Atmospheric ice crystals scatter sunlight, affecting Earth’s climate through the radiation properties of cirrus clouds. Naturally occuring surface roughness and its effect on the scattering properties of ice crystals remain largely unknown. Scattering by ice crystals with rough surfaces is studied by placing a finite, thin surface-roughness element on an infinitely large, planar vacuum-ice boundary. The elements are generated using a statistical model based on fractional Brownian motion. The horizontal roughness scale is described by the Hurst exponent $H$ and the vertical roughness scale with the root-mean-square roughness parameter $R_{\mathrm{q}}$. The computations are performed with the surface mode of the Discrete Dipole Approximation software ADDA (version 1.34b). Several incident directions for wavelength of 0.5 $\mu$ m from both above and below the planar surface are studied. A refractive index for ice $m=1.313+\mathrm{i}5.889·{10}^{-10}$ is used throughout the computations. Results are averaged over ten rough surface realizations for a specific $H,$ $R_{\mathrm{q}}$-pair.

Scattering by the rough elements is compared to that by the corresponding smooth elements. The rougher the element is, the more of the scattered intensity is transmitted through the surface. The rough elements have distinctively smoother angular distributions for the degree of linear polarization than their smooth counterparts. Also, it is found that while roughness itself affects polarization, the exact surface morphology does not seem to have a significant effect. The vertical roughness scale $R_{\mathrm{q}}$ has a larger effect on the light scattering results than the horizontal scale $H$. Enhanced angular scattering is detected in directions nearly parallel to the vacuum-ice boundary within the ice medium. The phenomenon is explained with a strong internal reflection mechanism.

The model for surface roughness, along with the light scattering methodology used here, could be incorporated into geometric optics ray-tracing computations for large ice crystals and other particles.

大气冰晶散射阳光，通过卷云的辐射特性影响地球的气候。

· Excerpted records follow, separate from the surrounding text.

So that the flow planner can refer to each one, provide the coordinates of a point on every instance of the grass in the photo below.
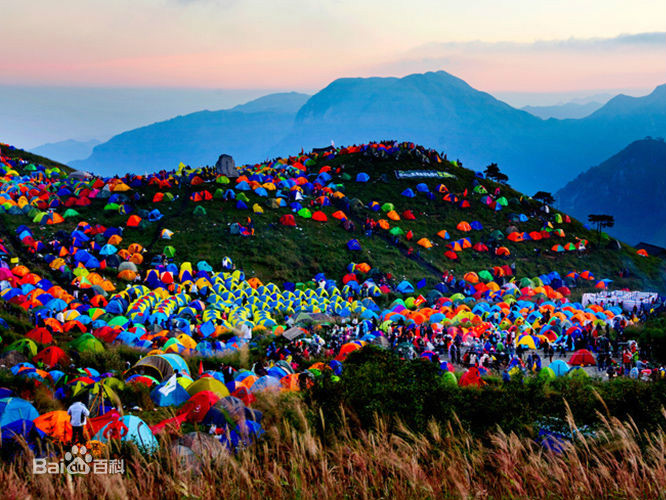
(280, 253)
(440, 461)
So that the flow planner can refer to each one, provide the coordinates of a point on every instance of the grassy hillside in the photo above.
(16, 153)
(279, 253)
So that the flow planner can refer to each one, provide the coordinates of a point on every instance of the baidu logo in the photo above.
(78, 462)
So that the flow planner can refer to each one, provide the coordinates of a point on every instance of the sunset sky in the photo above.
(89, 69)
(511, 45)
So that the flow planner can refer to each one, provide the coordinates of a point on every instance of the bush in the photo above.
(377, 382)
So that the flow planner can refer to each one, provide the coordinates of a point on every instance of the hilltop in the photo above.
(435, 109)
(279, 253)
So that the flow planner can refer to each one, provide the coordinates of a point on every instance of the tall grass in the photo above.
(441, 461)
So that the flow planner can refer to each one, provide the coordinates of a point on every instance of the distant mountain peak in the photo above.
(280, 102)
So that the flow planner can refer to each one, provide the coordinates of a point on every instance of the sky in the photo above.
(531, 51)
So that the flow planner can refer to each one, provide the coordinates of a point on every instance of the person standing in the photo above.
(77, 416)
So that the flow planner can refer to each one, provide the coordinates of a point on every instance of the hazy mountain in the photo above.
(198, 138)
(630, 186)
(563, 111)
(284, 102)
(66, 151)
(435, 109)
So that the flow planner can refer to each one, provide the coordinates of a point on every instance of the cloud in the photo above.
(654, 39)
(628, 61)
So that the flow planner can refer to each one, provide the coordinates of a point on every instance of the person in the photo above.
(77, 417)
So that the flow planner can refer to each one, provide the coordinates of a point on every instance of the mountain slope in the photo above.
(563, 111)
(66, 151)
(434, 109)
(198, 138)
(630, 186)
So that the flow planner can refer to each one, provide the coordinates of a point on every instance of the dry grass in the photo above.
(441, 462)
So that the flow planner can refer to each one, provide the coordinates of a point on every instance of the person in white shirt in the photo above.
(77, 416)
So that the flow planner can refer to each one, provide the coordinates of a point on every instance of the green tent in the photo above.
(449, 379)
(70, 212)
(25, 346)
(87, 343)
(497, 235)
(547, 374)
(485, 276)
(524, 282)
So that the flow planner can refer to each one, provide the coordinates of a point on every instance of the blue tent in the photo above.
(560, 367)
(14, 409)
(176, 397)
(138, 433)
(353, 245)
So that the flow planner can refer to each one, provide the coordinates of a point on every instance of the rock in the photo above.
(226, 166)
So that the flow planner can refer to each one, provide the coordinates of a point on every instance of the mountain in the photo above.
(198, 138)
(436, 109)
(206, 229)
(66, 151)
(284, 102)
(563, 111)
(630, 186)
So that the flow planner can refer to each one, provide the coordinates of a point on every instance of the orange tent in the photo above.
(319, 216)
(393, 215)
(133, 221)
(425, 243)
(56, 425)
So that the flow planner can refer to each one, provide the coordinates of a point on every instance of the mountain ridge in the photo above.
(436, 109)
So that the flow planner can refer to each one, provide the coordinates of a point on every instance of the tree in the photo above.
(601, 221)
(544, 197)
(492, 172)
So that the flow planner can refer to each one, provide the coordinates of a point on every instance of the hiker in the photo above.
(77, 416)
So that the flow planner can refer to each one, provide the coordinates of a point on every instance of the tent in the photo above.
(15, 409)
(288, 220)
(582, 357)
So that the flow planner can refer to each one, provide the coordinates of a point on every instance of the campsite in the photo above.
(319, 306)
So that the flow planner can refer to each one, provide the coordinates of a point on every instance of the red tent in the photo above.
(40, 335)
(52, 355)
(319, 216)
(582, 357)
(471, 378)
(288, 220)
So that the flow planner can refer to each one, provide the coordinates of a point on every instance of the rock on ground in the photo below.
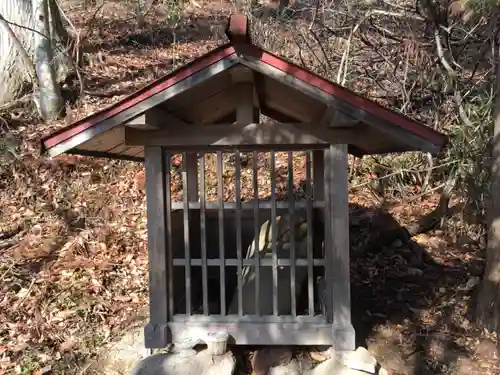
(120, 357)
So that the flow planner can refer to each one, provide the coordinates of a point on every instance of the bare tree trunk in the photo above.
(488, 312)
(50, 102)
(19, 15)
(12, 69)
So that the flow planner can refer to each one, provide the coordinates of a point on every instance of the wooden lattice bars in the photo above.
(249, 266)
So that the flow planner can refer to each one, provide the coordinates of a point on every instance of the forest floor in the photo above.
(73, 259)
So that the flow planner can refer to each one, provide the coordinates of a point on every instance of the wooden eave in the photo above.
(201, 93)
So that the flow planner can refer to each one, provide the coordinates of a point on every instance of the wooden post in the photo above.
(318, 178)
(337, 246)
(156, 332)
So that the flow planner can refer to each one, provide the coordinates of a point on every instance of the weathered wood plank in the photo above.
(334, 118)
(105, 141)
(252, 333)
(244, 95)
(337, 249)
(156, 332)
(268, 134)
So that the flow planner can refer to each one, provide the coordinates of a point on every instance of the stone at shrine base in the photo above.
(203, 363)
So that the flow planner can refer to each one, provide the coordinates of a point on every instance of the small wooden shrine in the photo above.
(267, 272)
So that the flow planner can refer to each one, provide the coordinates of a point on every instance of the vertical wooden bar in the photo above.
(339, 305)
(318, 177)
(309, 219)
(256, 227)
(274, 233)
(318, 193)
(156, 331)
(203, 232)
(220, 183)
(291, 211)
(170, 252)
(239, 249)
(187, 253)
(191, 161)
(242, 78)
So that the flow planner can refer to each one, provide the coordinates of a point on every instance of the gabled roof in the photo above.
(201, 92)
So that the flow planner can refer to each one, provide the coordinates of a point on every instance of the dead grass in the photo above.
(75, 274)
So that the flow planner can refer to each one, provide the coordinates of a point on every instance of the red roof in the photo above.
(241, 50)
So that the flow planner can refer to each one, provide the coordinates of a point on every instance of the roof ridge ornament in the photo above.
(238, 29)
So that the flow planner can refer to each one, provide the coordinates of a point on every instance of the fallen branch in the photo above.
(108, 94)
(11, 233)
(7, 244)
(16, 103)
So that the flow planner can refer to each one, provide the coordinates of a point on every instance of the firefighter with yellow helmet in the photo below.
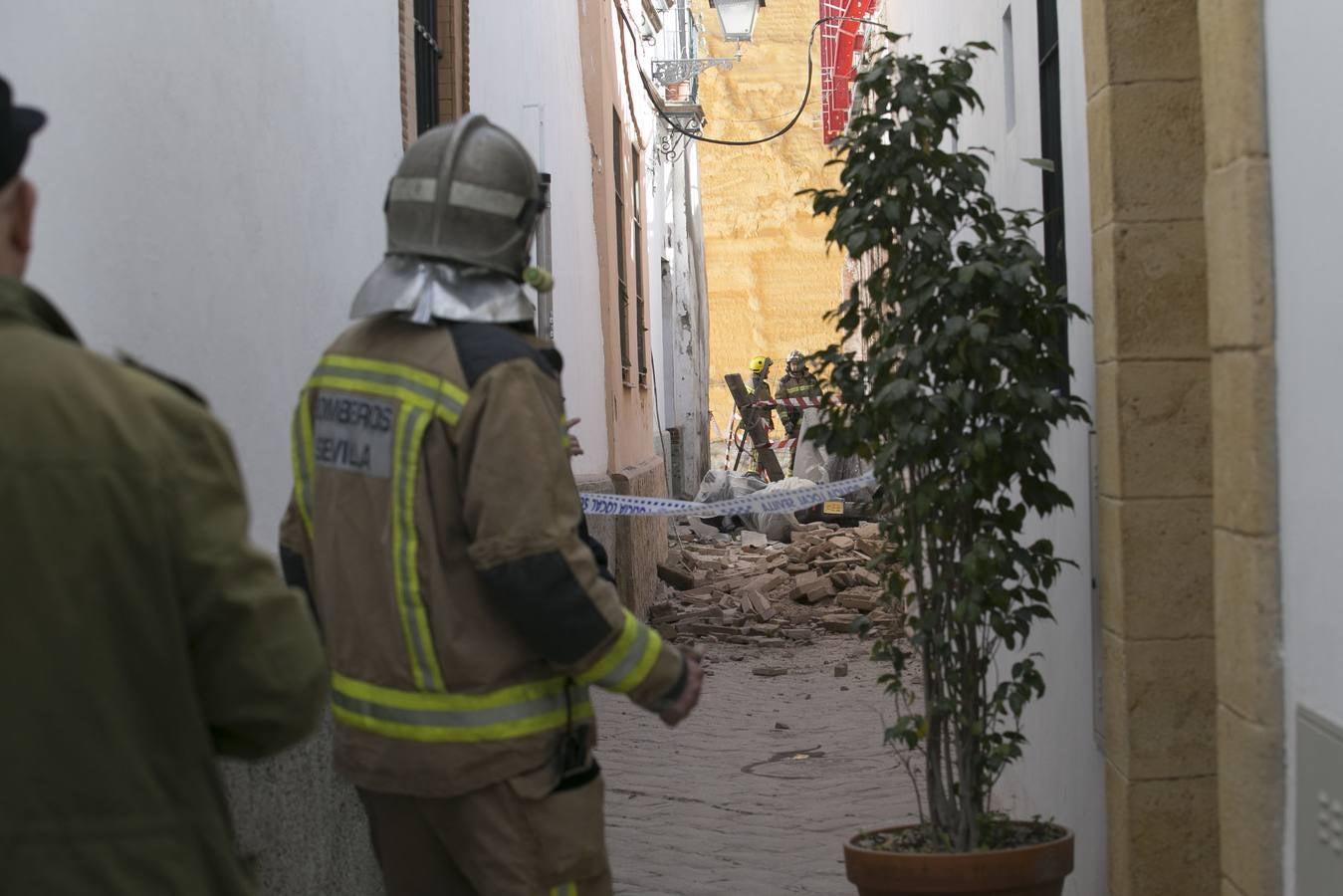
(437, 526)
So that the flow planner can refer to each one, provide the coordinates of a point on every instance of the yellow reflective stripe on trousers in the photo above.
(629, 661)
(303, 460)
(457, 718)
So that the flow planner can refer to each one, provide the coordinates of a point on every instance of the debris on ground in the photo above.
(740, 591)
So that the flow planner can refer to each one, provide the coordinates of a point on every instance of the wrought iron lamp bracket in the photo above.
(673, 72)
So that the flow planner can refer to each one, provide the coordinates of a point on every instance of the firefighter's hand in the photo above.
(575, 448)
(689, 693)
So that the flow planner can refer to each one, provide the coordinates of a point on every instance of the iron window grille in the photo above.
(641, 328)
(429, 57)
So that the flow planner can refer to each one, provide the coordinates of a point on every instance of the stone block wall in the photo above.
(1154, 407)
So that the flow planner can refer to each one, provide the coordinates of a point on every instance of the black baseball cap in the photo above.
(16, 125)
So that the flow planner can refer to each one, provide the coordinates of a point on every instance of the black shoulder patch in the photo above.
(484, 345)
(162, 377)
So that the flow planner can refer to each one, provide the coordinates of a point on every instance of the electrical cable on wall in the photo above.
(806, 96)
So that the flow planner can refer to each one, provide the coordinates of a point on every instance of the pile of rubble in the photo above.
(747, 590)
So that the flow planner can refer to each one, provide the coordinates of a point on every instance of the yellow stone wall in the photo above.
(770, 277)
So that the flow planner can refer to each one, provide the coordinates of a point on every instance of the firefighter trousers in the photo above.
(513, 838)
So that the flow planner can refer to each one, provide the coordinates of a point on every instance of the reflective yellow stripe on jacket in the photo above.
(629, 661)
(423, 398)
(457, 718)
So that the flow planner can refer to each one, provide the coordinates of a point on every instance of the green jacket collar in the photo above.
(26, 305)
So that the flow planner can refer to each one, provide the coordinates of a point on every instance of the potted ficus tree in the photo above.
(958, 384)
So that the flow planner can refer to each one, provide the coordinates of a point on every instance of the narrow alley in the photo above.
(477, 448)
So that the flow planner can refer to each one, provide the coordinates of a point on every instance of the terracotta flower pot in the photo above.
(1029, 871)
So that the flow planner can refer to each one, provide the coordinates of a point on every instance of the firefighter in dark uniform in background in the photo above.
(438, 527)
(796, 381)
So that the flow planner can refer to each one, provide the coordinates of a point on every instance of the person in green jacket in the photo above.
(141, 633)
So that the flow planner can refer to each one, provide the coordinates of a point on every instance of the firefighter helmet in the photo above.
(461, 216)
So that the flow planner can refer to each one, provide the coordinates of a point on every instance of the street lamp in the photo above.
(738, 18)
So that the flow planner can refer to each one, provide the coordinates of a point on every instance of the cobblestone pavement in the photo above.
(730, 804)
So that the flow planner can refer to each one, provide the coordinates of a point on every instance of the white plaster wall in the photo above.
(1062, 772)
(527, 53)
(211, 185)
(1307, 195)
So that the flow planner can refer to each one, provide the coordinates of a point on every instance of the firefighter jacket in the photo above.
(437, 523)
(142, 633)
(759, 392)
(789, 385)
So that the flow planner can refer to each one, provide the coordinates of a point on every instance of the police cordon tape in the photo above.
(780, 501)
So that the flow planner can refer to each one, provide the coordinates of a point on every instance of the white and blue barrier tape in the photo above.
(776, 501)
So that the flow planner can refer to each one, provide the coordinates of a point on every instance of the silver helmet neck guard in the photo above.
(427, 291)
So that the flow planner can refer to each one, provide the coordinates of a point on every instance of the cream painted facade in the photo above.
(770, 276)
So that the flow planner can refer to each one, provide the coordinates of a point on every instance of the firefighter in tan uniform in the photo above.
(437, 526)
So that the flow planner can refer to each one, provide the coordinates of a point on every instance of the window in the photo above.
(1008, 72)
(435, 84)
(429, 54)
(620, 268)
(1051, 148)
(641, 323)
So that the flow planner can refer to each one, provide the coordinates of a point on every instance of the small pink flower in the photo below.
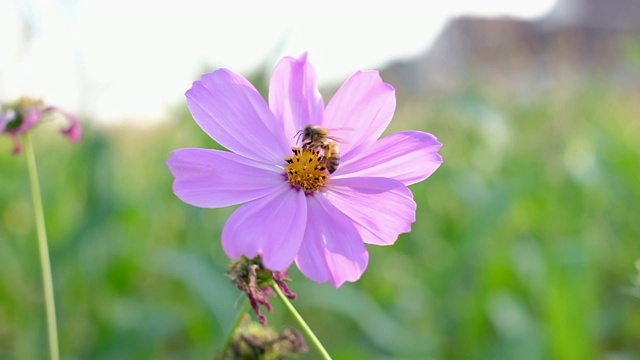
(21, 116)
(324, 223)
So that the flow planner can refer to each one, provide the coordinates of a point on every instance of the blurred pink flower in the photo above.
(21, 116)
(293, 212)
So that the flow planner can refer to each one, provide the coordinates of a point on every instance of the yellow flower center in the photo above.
(307, 169)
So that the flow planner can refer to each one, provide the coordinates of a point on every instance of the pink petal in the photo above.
(272, 226)
(408, 156)
(332, 248)
(213, 178)
(293, 95)
(5, 119)
(31, 116)
(360, 110)
(380, 208)
(230, 110)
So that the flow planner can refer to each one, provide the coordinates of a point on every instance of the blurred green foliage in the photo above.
(524, 245)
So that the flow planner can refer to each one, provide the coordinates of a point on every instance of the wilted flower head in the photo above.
(22, 115)
(256, 341)
(251, 277)
(296, 208)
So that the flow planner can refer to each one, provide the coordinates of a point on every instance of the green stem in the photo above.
(47, 280)
(236, 323)
(305, 328)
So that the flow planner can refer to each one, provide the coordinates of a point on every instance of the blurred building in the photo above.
(577, 40)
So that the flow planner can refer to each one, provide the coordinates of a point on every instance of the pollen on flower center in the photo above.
(307, 169)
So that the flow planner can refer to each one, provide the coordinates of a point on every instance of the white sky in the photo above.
(123, 60)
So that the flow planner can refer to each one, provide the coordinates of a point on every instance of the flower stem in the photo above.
(305, 328)
(236, 323)
(47, 280)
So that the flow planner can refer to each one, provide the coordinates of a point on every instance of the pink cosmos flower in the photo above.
(21, 116)
(292, 212)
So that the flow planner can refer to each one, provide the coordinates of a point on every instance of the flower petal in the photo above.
(213, 178)
(360, 110)
(293, 95)
(272, 226)
(380, 208)
(230, 110)
(407, 156)
(332, 248)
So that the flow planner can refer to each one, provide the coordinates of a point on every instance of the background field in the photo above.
(524, 245)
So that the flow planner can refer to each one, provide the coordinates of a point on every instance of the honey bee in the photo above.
(315, 137)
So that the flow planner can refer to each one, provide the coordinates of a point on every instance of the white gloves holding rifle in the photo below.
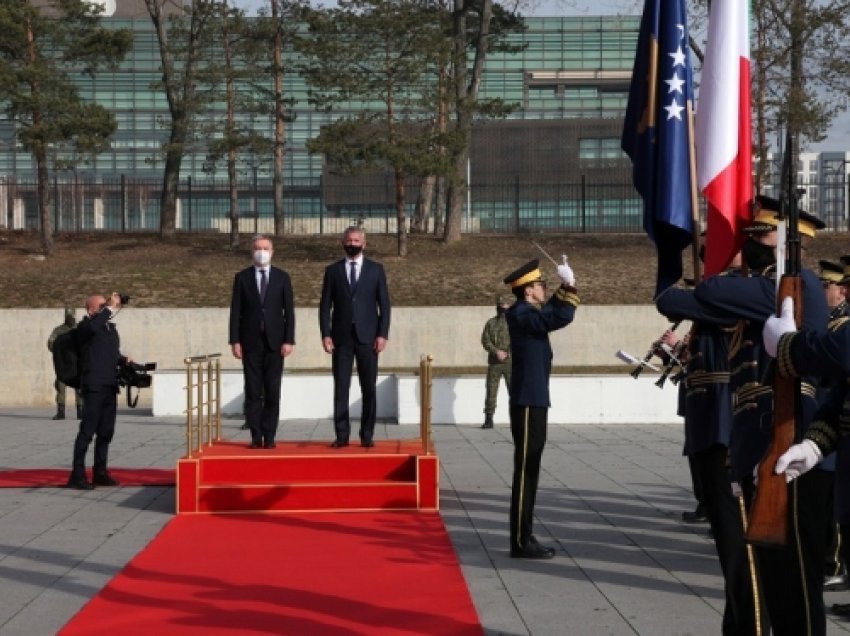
(565, 272)
(778, 326)
(798, 460)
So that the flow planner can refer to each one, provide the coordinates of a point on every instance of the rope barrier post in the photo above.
(425, 402)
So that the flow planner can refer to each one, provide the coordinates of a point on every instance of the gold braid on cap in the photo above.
(532, 276)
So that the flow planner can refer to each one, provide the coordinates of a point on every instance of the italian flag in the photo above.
(724, 132)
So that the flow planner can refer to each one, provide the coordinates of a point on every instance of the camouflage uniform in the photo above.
(495, 337)
(60, 387)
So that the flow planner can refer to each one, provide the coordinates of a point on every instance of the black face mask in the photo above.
(757, 256)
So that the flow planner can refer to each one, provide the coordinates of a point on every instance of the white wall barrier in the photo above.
(455, 400)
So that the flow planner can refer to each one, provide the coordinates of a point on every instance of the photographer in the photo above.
(100, 359)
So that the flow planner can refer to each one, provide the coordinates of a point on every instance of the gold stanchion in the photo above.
(203, 413)
(425, 403)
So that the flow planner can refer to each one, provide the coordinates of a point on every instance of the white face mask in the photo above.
(262, 257)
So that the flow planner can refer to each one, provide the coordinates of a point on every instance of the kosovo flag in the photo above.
(656, 133)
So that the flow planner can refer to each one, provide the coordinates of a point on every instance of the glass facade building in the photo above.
(572, 70)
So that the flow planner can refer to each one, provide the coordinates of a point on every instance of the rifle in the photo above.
(768, 526)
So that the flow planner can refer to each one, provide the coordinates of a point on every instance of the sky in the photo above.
(837, 139)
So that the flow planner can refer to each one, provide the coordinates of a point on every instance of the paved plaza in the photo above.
(610, 501)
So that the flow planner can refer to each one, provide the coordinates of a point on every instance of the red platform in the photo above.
(308, 476)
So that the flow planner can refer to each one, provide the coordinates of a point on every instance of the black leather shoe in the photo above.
(104, 480)
(532, 541)
(842, 609)
(697, 516)
(79, 483)
(532, 551)
(835, 583)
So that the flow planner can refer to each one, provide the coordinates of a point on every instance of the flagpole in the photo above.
(692, 155)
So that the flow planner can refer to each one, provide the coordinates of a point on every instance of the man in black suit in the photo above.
(354, 320)
(262, 334)
(100, 358)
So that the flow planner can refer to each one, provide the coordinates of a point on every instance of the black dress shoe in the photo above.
(697, 516)
(104, 480)
(79, 483)
(842, 609)
(532, 551)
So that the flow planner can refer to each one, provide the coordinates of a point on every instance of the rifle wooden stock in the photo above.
(768, 524)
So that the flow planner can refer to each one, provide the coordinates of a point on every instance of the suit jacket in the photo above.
(247, 312)
(367, 307)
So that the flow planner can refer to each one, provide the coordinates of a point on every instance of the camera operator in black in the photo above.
(100, 359)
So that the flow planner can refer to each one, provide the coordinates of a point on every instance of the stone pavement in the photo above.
(610, 501)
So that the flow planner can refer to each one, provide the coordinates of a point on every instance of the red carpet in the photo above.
(47, 477)
(305, 574)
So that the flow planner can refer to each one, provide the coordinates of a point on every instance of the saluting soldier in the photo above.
(530, 320)
(497, 343)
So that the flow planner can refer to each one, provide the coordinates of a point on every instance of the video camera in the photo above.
(135, 375)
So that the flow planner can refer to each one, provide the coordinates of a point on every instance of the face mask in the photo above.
(756, 255)
(262, 257)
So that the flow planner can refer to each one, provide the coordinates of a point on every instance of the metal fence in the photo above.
(133, 205)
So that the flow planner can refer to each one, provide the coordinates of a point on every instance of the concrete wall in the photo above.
(450, 334)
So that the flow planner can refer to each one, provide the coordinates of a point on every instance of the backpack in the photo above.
(66, 359)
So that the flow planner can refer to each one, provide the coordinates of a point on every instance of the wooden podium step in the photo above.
(308, 476)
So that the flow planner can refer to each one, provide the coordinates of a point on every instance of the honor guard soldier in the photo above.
(831, 275)
(530, 320)
(497, 343)
(791, 577)
(708, 428)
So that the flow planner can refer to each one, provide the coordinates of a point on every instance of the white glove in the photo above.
(798, 459)
(778, 326)
(565, 272)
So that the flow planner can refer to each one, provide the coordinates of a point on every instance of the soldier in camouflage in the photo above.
(65, 327)
(497, 343)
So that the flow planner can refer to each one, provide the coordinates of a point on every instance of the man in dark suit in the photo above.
(262, 334)
(354, 320)
(100, 358)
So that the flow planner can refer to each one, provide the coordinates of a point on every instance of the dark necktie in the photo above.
(352, 276)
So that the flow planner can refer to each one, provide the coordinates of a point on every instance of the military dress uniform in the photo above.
(708, 426)
(495, 337)
(531, 355)
(791, 578)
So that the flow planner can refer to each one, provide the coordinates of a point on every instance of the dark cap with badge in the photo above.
(830, 272)
(767, 209)
(525, 275)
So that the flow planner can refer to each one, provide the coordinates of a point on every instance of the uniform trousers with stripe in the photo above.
(792, 577)
(528, 428)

天然存在的表面粗糙度及其对冰晶散射特性的影响仍然未知。通过将有限，薄的表面粗糙度元素放置在无限大的平面真空冰边界上，研究了具有粗糙表面的冰晶的散射。使用基于分数布朗运动的统计模型生成元素。水平粗糙度标度由Hurst指数描述$H$ 以及垂直粗糙度标度和均方根粗糙度参数 ${\mathrm{[R}}_{\mathrm{q}}$。使用离散偶极近似软件ADDA（1.34b版）的表面模式执行计算。波长为0.5的几个入射方向$\mu$研究了平面上方和下方的m。冰的折射率$米=1.313+\mathrm{一世}5.889·{10}^{-10}$在整个计算中使用。针对特定表面，将十个粗糙表面实现的结果取平均值$H，$ ${\mathrm{[R}}_{\mathrm{q}}$-一对。

将粗糙元素的散射与相应光滑元素的散射进行比较。元素越粗糙，通过表面传输的散射强度越多。粗糙元件的线性极化度比光滑元件大得多。而且，发现粗糙度虽然本身会影响极化，但是确切的表面形态似乎没有显着影响。垂直粗糙度标尺${\mathrm{[R}}_{\mathrm{q}}$ 对光散射结果的影响比水平刻度更大 $H$。在几乎平行于冰介质内的真空冰边界的方向上检测到增强的角散射。可以通过强大的内部反射机制解释该现象。

可以将表面粗糙度模型以及此处使用的光散射方法结合到大冰晶和其他粒子的几何光学射线追踪计算中。